So are there any disadvantages or risks of using RC 212 in lieu of EC-1118 that I am not aware of? Thanks,
 
None that I know of. Some kits this past year had RC212 included so its not a big risk to use it. Just make sure to watch it and care for it like you normally would do.
 
Bart:

For me, it depends on which brand of kits that you are asking about. To the best of my knowledge, RJ Spagnols only includes EC-1118 in their kits, so I might think about swapping out the yeast in their better kits. Winexpert includes quite a variety of yeasts in their kits, so I would be less inclined to change the yeast in one of their kits. Vineco includes EC-1118 in most of their kits, but includes RC-212 in some of their better reds, so I would tend to go with their choice. Other manufacturers, I have little or no experience with.

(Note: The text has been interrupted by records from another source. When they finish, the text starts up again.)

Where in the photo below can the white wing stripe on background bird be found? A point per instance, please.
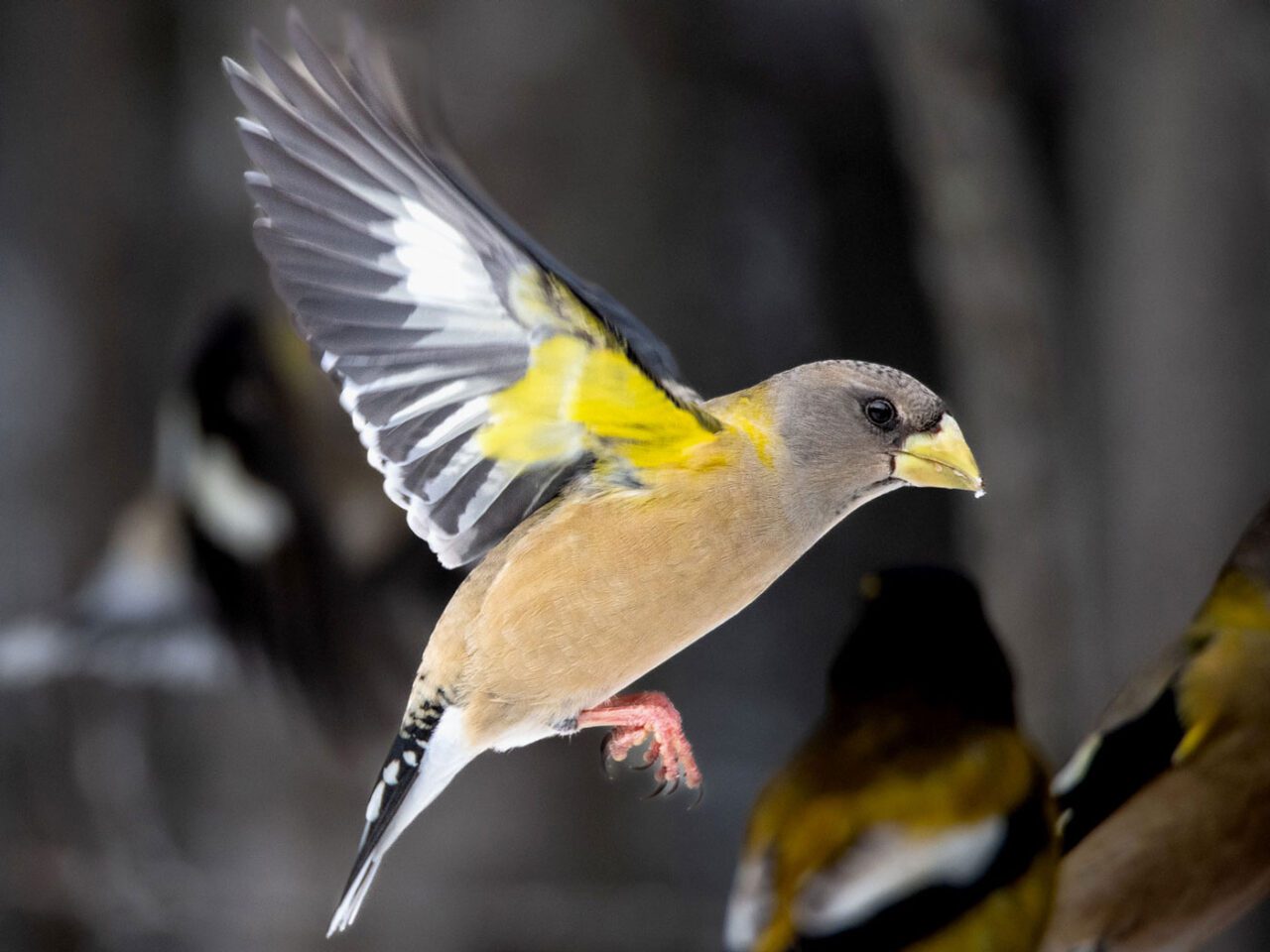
(888, 865)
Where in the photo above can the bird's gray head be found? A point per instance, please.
(853, 430)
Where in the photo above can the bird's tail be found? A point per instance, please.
(427, 753)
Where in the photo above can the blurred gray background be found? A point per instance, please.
(1057, 213)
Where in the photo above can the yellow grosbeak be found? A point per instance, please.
(527, 420)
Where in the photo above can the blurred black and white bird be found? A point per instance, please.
(916, 816)
(1165, 809)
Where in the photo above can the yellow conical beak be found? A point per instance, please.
(939, 458)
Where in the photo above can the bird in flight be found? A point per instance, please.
(531, 425)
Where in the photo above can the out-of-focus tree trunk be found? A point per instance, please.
(988, 250)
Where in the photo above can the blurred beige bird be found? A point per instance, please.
(525, 419)
(1166, 807)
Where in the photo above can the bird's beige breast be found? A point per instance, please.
(603, 587)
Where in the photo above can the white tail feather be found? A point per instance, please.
(445, 754)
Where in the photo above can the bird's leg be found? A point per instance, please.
(638, 716)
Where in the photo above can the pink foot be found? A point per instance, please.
(636, 716)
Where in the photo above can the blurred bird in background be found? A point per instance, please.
(527, 421)
(916, 816)
(234, 538)
(1165, 810)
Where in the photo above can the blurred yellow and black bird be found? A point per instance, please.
(1165, 810)
(916, 816)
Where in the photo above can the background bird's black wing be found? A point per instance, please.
(261, 540)
(1114, 765)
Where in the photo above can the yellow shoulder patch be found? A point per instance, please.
(581, 394)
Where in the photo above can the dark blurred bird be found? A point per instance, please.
(526, 419)
(1165, 810)
(916, 816)
(262, 538)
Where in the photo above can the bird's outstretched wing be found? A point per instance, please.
(479, 373)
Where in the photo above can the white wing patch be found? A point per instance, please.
(889, 864)
(751, 905)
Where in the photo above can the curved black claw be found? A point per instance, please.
(604, 762)
(657, 791)
(701, 794)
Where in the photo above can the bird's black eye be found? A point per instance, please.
(881, 413)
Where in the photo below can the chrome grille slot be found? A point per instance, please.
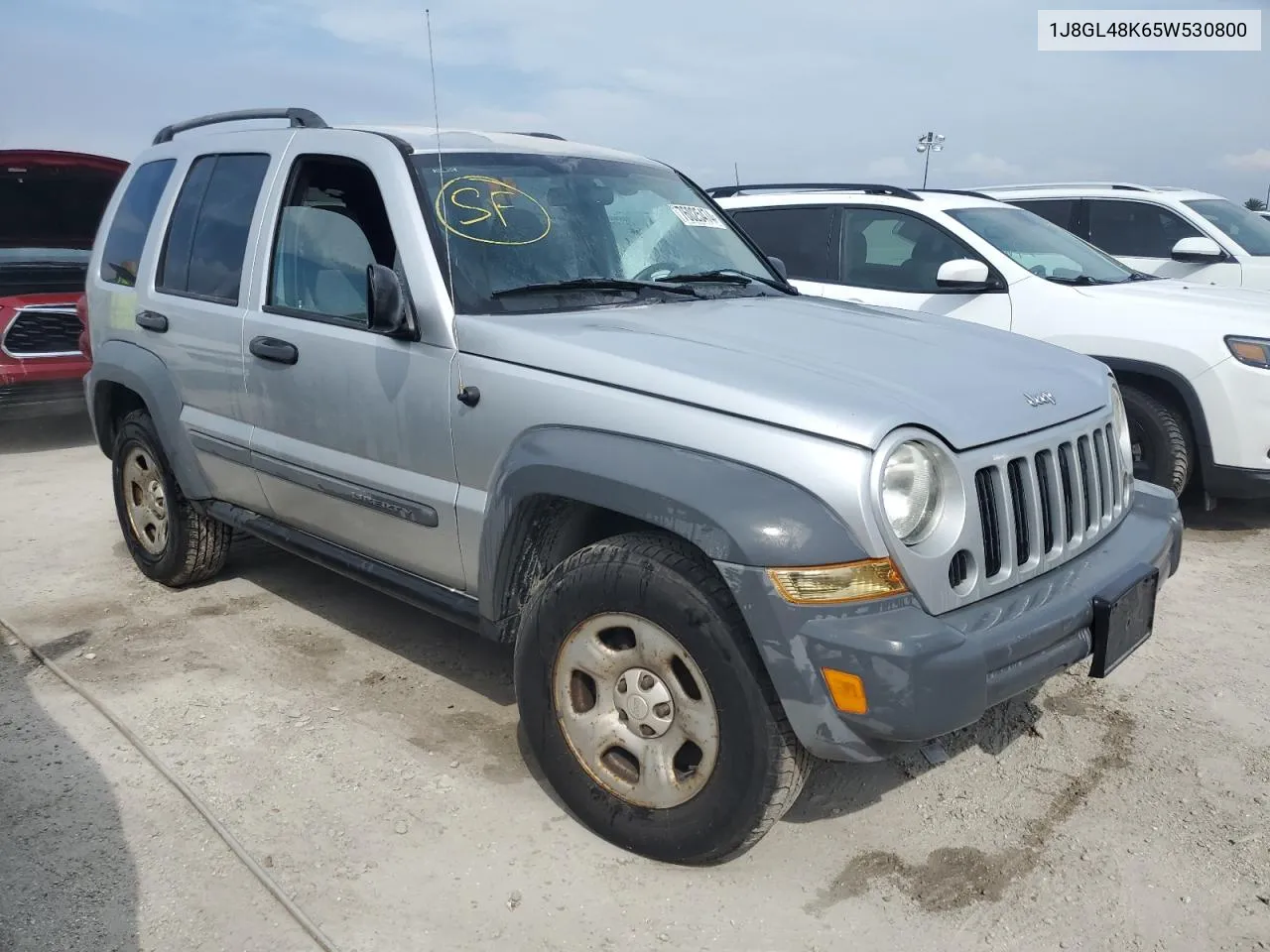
(985, 490)
(44, 330)
(1019, 507)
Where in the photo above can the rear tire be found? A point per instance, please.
(169, 539)
(1161, 442)
(689, 772)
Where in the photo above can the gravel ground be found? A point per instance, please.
(370, 758)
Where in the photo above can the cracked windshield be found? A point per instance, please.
(538, 232)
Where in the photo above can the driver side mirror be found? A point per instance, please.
(386, 307)
(1198, 250)
(964, 275)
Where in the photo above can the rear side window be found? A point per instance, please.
(798, 236)
(1060, 211)
(209, 226)
(126, 239)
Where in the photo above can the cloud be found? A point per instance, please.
(1257, 160)
(985, 166)
(843, 98)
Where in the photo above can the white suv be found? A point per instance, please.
(1173, 232)
(1193, 361)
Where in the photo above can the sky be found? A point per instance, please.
(789, 90)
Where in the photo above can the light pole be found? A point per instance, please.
(928, 144)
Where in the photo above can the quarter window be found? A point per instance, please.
(799, 236)
(1135, 229)
(126, 240)
(209, 227)
(890, 250)
(333, 225)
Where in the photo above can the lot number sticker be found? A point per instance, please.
(697, 217)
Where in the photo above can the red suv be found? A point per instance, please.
(50, 206)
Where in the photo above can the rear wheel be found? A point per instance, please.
(169, 539)
(647, 706)
(1161, 445)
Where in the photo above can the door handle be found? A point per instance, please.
(153, 320)
(273, 349)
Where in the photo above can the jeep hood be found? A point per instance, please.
(835, 370)
(51, 199)
(1241, 309)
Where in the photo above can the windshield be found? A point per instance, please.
(1042, 246)
(612, 227)
(1238, 223)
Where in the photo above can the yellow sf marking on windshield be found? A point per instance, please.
(484, 203)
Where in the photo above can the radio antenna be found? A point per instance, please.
(441, 171)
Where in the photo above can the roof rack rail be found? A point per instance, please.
(966, 191)
(299, 118)
(1123, 185)
(867, 188)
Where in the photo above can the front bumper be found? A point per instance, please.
(928, 675)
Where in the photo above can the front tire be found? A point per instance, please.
(169, 539)
(1161, 445)
(647, 706)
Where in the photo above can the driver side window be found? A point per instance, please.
(331, 226)
(885, 249)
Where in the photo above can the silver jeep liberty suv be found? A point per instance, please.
(549, 391)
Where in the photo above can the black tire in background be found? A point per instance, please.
(760, 769)
(1161, 433)
(195, 546)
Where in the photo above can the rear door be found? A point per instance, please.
(350, 429)
(190, 309)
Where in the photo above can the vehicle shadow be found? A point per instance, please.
(67, 880)
(48, 433)
(837, 788)
(418, 638)
(1229, 516)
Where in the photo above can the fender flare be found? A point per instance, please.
(729, 511)
(130, 366)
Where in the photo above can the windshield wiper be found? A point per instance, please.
(733, 277)
(593, 285)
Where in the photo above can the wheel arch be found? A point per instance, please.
(559, 489)
(1170, 386)
(126, 377)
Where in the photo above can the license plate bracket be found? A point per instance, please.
(1124, 617)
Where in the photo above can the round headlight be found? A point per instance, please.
(911, 492)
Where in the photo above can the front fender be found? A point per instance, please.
(731, 512)
(145, 375)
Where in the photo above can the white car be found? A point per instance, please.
(1173, 232)
(1193, 361)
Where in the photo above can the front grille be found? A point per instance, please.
(1048, 502)
(42, 331)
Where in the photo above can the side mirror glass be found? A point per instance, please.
(964, 273)
(385, 302)
(1198, 250)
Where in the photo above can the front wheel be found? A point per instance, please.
(169, 539)
(1161, 447)
(647, 706)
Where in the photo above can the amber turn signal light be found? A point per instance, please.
(830, 584)
(846, 689)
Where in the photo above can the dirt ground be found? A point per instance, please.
(368, 757)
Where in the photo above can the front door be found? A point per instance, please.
(1143, 234)
(352, 429)
(888, 257)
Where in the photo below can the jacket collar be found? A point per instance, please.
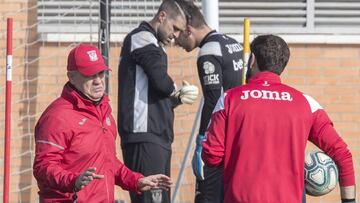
(269, 77)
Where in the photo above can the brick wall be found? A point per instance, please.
(329, 73)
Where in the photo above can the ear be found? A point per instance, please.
(70, 77)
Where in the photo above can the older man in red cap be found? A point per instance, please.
(75, 140)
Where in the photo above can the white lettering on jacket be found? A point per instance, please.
(265, 94)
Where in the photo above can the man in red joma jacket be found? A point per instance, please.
(75, 140)
(259, 132)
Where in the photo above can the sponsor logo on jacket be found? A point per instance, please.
(266, 94)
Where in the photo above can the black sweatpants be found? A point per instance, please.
(211, 189)
(148, 159)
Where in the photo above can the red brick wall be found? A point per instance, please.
(329, 73)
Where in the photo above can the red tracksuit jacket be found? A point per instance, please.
(71, 136)
(259, 132)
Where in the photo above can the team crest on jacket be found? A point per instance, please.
(266, 94)
(107, 121)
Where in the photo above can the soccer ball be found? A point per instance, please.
(321, 174)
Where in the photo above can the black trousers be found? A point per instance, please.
(148, 159)
(211, 189)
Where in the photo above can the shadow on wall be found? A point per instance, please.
(28, 105)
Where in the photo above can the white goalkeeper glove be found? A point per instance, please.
(188, 93)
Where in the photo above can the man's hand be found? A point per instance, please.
(197, 163)
(154, 181)
(86, 177)
(188, 93)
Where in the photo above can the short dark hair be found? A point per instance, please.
(173, 8)
(271, 52)
(194, 17)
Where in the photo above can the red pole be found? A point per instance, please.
(8, 110)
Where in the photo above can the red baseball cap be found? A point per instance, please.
(86, 59)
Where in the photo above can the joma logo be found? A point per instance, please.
(265, 94)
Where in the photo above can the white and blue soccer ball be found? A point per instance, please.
(321, 173)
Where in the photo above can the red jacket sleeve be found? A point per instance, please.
(324, 136)
(126, 178)
(49, 149)
(213, 145)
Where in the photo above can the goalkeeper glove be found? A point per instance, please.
(197, 163)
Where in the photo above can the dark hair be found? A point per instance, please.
(193, 14)
(271, 52)
(173, 8)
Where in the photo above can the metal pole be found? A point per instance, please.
(188, 151)
(104, 35)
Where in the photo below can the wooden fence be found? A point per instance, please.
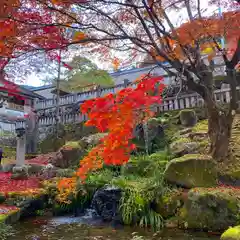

I would not swap the yeast in the lower end kits that are mostly or all concentrate.

Steve
 
RC212 yeast is my preferred strain.

So much of the character of wine is determined by the yeast used.

EC-1118 is more of a champagne "super-yeast". It is rather vigorous and strong, allowing for APVs upwards of 18%. Perfect for situations of stuck fermentation, carbonation, and high alcohal environs. EC-1118 was originally harvested from champagne fermentors in France.

RC-212 is mostly intended for red wines. If imparts structure and character to a classic style "big red". RC-212 was originally harvested from fermentors in Burgandy France.

In my opinion, use the right tool for the right job. EC-1118 is a bit of a bull in ae china shop. If you have a concern over complete fermentation (if you are going for a high sugar/hi alcohal environment) then use ec-1118. In most other cases (for red wine), I prefer to use RC-212.
 
I just came from a meeting with RJSpagnols. We had a discussion about yeast in the kits and using a starter opposed to sprinkling the yeast. The new head vintner for RJS told us she has plans of introducing some new yeasts into certain wines in the near further no date given. She also stated that EC-1118 is used in their kits currently is it is considered a yeast that is capable of finishing the job no matter what. RC 212 and others not so much many other yeasts need to be monitored and steps taken right away when signs of yeast stress show. This takes some knowledge and practice and is easy to with some experience. Manufactures however set up kits for the first time brewer so EC 1118 gets the nod. RJS does not say not to substitute yeast in their kits you can change the profile of a wine very easily by doing this. Just keep a close watch on the ferment and have fun.You will void the warranty on the kit. Any one that makes kit wines regularly should not have an issue with this and will make a wine that suits the profile they want.